Between May 25, 2021, and May 13, 2022, a total of 1272 patients with COVID-19 and hypoxia, out of which eight (1%) did not receive any oxygen and 1264 (99%) received simple oxygen only, were randomly assigned to receive either usual care along with higher dose corticosteroids (659 patients) or usual care alone (613 patients, with 87% receiving low-dose corticosteroids during the follow-up period). Among those randomly assigned, 745 (59%) were located in Asia, 512 (40%) in the UK, and 15 (1%) in Africa. Out of the total, 248 (19%) had diabetes and 769 (60%) were male. The study found that 123 (19%) of the patients in the higher dose corticosteroid group and 75 (12%) of the patients in the usual care group died within 28 days, indicating a 60% increased risk of mortality in the higher dose corticosteroid group.

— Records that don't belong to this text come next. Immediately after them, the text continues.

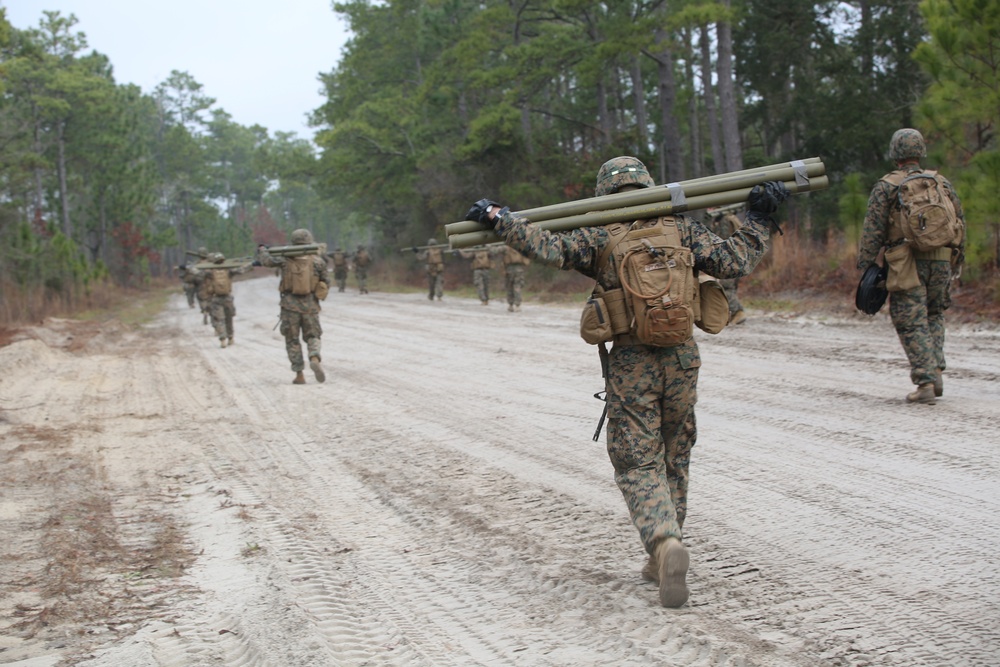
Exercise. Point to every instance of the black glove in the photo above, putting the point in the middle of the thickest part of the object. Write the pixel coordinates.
(764, 200)
(481, 209)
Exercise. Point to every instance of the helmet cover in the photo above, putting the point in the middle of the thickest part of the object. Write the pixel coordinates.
(301, 237)
(907, 144)
(619, 172)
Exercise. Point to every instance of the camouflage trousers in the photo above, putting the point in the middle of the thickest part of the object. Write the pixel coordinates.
(918, 315)
(514, 282)
(435, 285)
(481, 279)
(222, 310)
(340, 275)
(651, 430)
(729, 286)
(305, 325)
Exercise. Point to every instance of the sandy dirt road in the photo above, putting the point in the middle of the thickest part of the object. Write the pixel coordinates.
(440, 500)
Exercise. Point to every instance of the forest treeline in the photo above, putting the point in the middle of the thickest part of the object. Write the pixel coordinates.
(436, 103)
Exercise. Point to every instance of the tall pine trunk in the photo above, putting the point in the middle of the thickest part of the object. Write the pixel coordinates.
(668, 97)
(63, 188)
(727, 97)
(708, 92)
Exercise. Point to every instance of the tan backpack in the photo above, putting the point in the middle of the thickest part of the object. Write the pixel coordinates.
(298, 277)
(222, 283)
(926, 215)
(660, 299)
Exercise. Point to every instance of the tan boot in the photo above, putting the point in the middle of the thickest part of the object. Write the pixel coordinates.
(924, 394)
(651, 570)
(317, 369)
(672, 559)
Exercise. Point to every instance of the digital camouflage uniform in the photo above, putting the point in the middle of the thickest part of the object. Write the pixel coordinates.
(339, 268)
(723, 226)
(362, 260)
(435, 270)
(482, 264)
(918, 313)
(222, 307)
(299, 316)
(514, 264)
(651, 391)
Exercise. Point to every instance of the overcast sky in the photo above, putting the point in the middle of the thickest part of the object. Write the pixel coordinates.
(259, 59)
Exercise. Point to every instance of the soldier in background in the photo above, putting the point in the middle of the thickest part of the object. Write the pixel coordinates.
(651, 389)
(362, 260)
(340, 268)
(304, 283)
(482, 264)
(434, 259)
(514, 264)
(724, 224)
(219, 288)
(916, 309)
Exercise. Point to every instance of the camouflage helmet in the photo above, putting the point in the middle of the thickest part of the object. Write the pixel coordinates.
(907, 144)
(301, 237)
(619, 172)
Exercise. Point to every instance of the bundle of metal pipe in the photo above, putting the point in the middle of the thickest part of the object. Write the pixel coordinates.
(720, 190)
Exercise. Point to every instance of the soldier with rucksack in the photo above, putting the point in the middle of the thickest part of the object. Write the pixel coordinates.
(219, 289)
(362, 260)
(916, 217)
(645, 302)
(339, 258)
(433, 258)
(304, 282)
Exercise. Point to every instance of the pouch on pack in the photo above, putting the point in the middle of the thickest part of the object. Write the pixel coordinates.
(902, 268)
(297, 276)
(927, 216)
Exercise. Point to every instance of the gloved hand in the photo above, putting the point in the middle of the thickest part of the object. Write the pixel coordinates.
(765, 198)
(486, 211)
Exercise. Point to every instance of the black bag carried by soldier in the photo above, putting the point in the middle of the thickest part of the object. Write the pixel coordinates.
(871, 294)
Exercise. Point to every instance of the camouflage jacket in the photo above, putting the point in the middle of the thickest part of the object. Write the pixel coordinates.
(307, 304)
(580, 249)
(882, 204)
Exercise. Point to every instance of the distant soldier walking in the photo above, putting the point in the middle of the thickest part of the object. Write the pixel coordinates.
(434, 259)
(304, 283)
(362, 260)
(482, 264)
(724, 225)
(916, 217)
(219, 288)
(339, 258)
(514, 264)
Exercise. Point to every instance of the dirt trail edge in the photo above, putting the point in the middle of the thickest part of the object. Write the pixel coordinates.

Additionally, the study found that there was an excess of pneumonia cases attributed to non-COVID infections in the higher-dose corticosteroid group, with 64 cases (10%) compared to 37 cases (6%) in the usual care group. Furthermore, there was an increase in hyperglycemia (high blood sugar episode) that required an increased insulin dose in the higher-dose corticosteroid group, with 142 cases (22%) compared to 87 cases (14%) in the usual care group. These findings suggest potential adverse effects associated with the use of higher-dose corticosteroids in patients with COVID-19 and hypoxia.
The authors of the study concluded that low-dose corticosteroids reduce the risk of death among hospitalized patients with COVID-19 who require oxygen or ventilatory support. However, among patients who only require simple oxygen, higher doses of corticosteroids were associated with an increased risk of death compared to low-dose corticosteroids. It remains uncertain whether the use of higher doses of corticosteroids is beneficial for patients requiring non-invasive or invasive ventilation, as the RECOVERY trial is ongoing and continues to study this aspect.